My dd (6) and ds (just 4) have been at some of the infant vaccinations for ds2. No ill effects - they were ghoulishly interested.

They are all 3 having the swine flu jab in march. Have been pondering how to play it. Might get dh to come too - dd will be fine, and ds2 (he won't like it, but will only be 6 months). I can see ds1 being a handful though.....

Loathe vaccination days - so stressful.

nancydrewrocks · 08/02/2010 20:17

When DD (then 3) watched DS1 have his jabs and was fascinated. The nurse was very reluctant to even allow her in the room and I was certainly given the impression that she thought me bringing her along was irresponsible but DD was absolutely fascinated and even watched - which was more than I could do!

She was first to soothe him and say "there there matey you're alright now"!

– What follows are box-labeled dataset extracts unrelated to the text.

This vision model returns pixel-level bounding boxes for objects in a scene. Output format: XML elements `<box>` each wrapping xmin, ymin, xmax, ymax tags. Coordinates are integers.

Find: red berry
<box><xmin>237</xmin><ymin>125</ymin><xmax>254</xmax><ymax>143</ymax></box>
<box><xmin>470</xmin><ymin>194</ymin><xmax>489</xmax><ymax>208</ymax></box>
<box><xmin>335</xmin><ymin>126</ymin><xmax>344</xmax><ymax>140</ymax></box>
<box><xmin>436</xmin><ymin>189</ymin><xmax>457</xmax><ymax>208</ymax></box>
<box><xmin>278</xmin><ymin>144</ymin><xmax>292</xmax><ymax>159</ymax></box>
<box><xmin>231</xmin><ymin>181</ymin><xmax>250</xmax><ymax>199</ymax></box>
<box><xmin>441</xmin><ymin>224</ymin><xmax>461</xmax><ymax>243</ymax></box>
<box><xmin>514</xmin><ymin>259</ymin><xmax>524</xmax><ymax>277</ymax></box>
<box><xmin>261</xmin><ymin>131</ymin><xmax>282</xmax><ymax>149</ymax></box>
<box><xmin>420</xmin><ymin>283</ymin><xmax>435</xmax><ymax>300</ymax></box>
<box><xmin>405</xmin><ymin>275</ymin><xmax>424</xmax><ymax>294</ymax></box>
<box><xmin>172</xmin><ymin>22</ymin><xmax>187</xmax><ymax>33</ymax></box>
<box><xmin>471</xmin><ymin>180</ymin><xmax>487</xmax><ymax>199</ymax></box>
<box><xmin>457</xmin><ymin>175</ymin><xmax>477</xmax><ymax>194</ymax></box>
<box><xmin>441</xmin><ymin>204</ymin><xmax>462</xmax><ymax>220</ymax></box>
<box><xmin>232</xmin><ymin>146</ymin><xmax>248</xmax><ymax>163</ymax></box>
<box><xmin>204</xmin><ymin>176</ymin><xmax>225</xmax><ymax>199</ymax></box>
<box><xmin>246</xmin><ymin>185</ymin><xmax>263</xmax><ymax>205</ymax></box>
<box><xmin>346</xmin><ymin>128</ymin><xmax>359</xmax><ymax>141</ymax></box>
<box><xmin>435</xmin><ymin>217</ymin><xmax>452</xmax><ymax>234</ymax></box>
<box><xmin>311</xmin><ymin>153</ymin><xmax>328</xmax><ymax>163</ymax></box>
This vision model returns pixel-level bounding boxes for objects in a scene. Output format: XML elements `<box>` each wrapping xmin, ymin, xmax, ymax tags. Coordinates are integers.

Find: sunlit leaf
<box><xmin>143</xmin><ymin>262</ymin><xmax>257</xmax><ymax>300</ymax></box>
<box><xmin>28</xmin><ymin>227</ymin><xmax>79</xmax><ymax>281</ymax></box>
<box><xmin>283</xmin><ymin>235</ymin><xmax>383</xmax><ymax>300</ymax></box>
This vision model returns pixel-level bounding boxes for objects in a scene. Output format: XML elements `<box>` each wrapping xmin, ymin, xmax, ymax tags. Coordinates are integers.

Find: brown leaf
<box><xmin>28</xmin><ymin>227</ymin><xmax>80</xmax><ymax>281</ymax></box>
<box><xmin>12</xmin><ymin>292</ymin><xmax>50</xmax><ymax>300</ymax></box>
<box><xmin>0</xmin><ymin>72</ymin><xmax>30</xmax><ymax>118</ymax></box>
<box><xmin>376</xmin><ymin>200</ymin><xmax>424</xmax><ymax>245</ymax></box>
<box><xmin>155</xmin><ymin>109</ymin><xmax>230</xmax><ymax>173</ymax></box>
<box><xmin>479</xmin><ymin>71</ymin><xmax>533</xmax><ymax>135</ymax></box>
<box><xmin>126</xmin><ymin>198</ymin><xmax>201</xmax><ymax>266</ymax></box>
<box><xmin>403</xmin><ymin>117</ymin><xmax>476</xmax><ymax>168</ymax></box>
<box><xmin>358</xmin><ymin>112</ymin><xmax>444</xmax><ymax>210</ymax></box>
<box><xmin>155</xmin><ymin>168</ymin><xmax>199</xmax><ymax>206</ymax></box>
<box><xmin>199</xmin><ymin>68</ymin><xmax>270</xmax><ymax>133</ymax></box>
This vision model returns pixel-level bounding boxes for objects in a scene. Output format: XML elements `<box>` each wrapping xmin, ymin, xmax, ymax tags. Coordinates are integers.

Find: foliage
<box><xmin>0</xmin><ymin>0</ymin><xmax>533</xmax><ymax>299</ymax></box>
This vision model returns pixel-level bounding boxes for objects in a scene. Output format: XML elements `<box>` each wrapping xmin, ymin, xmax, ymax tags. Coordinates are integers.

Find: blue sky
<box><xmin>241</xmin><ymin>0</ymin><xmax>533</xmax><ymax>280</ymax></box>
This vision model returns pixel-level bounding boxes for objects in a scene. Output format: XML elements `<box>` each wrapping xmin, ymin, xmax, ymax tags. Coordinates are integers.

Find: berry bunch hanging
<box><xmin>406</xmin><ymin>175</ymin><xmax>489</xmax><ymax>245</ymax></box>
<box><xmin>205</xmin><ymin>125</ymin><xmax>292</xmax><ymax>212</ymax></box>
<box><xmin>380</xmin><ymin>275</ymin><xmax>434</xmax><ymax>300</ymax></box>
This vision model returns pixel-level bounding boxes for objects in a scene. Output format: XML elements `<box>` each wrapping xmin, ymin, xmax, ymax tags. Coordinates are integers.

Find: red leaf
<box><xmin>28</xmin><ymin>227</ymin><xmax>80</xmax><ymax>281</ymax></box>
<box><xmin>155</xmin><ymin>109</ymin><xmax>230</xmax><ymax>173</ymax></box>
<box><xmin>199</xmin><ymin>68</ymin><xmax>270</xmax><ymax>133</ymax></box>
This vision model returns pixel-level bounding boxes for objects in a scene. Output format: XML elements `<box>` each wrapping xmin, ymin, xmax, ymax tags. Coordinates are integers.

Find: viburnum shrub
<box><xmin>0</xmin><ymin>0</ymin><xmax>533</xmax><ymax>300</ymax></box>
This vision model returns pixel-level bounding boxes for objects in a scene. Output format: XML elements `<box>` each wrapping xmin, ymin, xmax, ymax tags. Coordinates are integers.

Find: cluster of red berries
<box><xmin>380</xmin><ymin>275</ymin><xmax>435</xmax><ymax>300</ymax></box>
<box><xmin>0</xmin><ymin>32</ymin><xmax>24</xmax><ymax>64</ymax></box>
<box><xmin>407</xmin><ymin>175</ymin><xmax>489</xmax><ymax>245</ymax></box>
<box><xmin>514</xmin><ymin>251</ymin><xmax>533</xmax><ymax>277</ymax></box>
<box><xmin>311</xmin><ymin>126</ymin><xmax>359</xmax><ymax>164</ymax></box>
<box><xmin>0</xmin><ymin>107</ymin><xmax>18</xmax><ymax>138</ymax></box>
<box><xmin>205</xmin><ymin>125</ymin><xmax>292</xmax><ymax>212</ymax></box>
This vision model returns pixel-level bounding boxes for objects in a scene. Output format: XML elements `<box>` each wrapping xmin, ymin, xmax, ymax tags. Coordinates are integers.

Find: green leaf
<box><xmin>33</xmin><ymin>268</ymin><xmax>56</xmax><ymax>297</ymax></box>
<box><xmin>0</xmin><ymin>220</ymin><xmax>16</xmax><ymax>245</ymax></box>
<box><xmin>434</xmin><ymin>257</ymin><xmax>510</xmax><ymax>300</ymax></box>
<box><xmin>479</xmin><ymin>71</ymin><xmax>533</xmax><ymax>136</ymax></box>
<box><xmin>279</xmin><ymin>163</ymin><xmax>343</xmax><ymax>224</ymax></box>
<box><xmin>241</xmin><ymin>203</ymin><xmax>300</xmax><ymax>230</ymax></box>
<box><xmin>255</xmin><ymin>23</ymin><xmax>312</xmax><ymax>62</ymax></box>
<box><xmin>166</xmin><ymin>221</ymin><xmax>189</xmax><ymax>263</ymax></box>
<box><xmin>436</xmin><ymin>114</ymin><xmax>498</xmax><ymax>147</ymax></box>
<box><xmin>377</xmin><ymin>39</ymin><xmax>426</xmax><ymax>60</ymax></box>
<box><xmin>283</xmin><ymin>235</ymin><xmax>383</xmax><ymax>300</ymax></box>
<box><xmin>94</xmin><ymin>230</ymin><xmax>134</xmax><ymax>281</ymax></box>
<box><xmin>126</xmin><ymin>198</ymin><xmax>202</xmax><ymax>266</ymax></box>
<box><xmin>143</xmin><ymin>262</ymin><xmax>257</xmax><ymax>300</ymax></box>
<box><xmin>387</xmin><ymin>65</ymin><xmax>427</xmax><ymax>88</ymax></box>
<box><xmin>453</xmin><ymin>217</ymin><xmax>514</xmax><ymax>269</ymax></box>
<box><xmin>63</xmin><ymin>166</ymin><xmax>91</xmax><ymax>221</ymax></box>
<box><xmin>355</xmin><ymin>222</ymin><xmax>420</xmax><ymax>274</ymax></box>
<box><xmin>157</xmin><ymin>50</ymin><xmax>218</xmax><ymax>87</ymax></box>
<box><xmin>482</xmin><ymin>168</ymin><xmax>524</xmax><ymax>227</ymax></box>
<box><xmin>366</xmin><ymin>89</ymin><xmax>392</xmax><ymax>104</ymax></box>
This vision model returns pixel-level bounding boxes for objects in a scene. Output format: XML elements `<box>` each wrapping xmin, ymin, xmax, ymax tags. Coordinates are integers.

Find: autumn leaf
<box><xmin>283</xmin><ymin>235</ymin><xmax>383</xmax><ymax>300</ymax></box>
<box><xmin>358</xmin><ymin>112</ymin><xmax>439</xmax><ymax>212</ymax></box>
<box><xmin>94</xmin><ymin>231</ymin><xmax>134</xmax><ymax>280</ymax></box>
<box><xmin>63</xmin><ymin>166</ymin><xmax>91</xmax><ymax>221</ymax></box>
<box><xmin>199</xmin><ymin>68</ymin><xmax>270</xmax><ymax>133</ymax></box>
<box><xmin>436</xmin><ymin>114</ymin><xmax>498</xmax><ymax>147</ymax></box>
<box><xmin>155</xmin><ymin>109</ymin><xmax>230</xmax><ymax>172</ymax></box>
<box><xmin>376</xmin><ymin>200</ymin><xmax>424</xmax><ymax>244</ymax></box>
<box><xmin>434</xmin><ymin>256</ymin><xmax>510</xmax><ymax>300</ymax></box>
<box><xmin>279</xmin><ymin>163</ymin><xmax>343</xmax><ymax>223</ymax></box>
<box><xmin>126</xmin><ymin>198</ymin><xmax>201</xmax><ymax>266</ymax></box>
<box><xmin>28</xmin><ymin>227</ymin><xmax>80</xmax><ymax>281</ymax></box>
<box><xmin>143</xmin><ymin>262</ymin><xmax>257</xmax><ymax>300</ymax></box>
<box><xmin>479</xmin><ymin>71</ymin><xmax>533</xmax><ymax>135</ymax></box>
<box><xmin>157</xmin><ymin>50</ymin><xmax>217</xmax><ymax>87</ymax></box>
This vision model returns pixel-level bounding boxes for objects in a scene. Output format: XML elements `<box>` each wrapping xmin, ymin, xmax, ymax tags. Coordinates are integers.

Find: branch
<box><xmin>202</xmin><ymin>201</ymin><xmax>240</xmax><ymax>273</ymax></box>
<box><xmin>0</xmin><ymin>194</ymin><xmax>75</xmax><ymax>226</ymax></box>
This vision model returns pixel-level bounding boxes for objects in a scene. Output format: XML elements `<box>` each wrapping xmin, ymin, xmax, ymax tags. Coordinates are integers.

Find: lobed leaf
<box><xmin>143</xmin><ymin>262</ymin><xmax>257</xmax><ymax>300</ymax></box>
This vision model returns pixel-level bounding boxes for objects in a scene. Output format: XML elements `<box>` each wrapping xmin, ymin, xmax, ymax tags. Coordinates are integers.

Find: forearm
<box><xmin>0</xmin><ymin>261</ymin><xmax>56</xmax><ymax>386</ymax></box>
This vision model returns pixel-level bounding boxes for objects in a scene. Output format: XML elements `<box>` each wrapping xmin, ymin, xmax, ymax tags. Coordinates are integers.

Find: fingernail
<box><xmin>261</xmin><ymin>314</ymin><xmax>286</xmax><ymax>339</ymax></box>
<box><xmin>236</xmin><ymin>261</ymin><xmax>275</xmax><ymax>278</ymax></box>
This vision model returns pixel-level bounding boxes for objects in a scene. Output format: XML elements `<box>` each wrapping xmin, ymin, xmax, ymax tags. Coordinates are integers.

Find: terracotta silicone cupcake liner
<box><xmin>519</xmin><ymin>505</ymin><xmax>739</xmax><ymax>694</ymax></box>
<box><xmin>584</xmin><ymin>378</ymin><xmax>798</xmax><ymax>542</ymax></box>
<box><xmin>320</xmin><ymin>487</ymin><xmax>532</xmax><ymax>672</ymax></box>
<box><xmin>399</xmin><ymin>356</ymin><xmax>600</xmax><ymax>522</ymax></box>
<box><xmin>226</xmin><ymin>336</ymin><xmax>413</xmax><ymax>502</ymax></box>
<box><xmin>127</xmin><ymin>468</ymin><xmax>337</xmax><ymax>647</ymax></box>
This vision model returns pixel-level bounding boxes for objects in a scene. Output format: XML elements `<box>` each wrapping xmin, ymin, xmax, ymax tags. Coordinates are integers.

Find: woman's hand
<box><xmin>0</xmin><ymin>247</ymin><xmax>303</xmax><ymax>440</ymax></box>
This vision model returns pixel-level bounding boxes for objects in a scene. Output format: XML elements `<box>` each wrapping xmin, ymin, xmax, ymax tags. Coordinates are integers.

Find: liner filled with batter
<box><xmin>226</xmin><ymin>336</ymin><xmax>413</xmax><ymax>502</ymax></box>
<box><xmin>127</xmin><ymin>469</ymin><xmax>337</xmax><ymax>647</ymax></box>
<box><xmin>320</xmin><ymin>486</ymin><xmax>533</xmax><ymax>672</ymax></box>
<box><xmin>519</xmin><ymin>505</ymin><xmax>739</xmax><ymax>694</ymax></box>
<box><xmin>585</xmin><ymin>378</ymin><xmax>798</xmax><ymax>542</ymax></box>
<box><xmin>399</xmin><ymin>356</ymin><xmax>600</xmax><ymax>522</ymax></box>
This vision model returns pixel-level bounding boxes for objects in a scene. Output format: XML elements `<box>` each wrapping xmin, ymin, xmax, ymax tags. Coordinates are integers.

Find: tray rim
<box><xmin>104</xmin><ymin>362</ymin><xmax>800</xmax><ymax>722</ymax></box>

midnightexpress · 08/02/2010 20:19

Oh yes, agree with tassisssss about not telling them too soon - don't make a deal out of it at all, in fact, just be very matter of fact about it. I picked them up from nursery at lunchtime and just said right, we have to go and see the doctor now to get some injections. When ds1 asked why I just said, 'it's so that you don't get poorly' and that was fine.

defineme · 08/02/2010 20:29

My twins are given their injections together and so one has always seen the other's reaction before they receive their injection. What can I do about that-the surgery give them dual appointments and they'd not want to be left with anyone anyway.
It really is over in a minute even if they do cry. My 2 are just 5 and had their swine flu last week - it was fine and ds2 comforted dd when she cried. Ds1 has also been there for most of their appointments-it's not something I'd use a babysitter for.

I also take them when I have blood tests/ go to the dentists -you make a big deal out of these things and they become a big deal- it's just an everyday thing.